Exploring Prosper Data
Intro
The dataset investigated is from Prosper, which is a peer-to-peer money investing or borrowing website. It works in the following way: borrowers choose loan amount, purpose and post a loan listing; investors review loan listings and invest in listings they are interested in; once the process is complete, borrowers make fixed monthly payments and investors receive a portion of those payments directly to their Prosper account.
My main goals for this exploratory data analysis is two folds. The first one is to understand some of the variables and visualize the distribution. The second one is try to find possbile correlations among the variables.

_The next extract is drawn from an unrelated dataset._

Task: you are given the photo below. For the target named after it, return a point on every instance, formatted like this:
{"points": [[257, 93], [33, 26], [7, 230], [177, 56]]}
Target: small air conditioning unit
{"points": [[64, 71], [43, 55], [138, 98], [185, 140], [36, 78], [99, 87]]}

The methodology is through univariate, bivariate and multivariate analysis. The tool I will be using is R’s visualization package ggplot2 and linear model.
Approaches
I conducted univariate analysis, bivariate analysis and multivariate analysis to explore this dataset.
Ingsight
The Prosper loan data set has 113,937 transaction record with 81 variables. I explored 15 out of these 81 variables. I started by looking at the documentation and tried to find interesting variables. Then I used various plots to check how these variable distributed. I struggled with understanding this dataset and asking interesting questions out of this dataset. To further understand this dataset, I tried to visualize the interaction between two variables. For instance, I investigated how BorrowerRate is correlated with LenderYield, etc. Then one question came into my mind: if I were a lender, what kind of borrower should I lend my money to? From the lender’s perspective, he doesn’t care about the borrower’s income range, the borrower’s credit score, the borrower’s purpose of borrowing money or the borrower’s delinquent amount. The only thing he cares about is to make more money. With this on mind, I made more bivariate plots and tried to find which variables are correlated with the LenderYield variable. I found that the rating from Prosper was an good indicator in a seemingly strange way. That is the lower the rating is, the higher the expected yield is. This is surprising at first. Then I found that this was true, since we need higher return to compensate high risk. I also found the BorrowerState, Term, AmountDelinquent, DebtToIncomeRatio helpful to predicting the loan result through multivariate analysis. To summarize my finding in one single sentence, you should lend your money to some borrowers from Alabama, with Propser rating HR, high delinquent amount, high debt to income ratio for 36 or 60 months.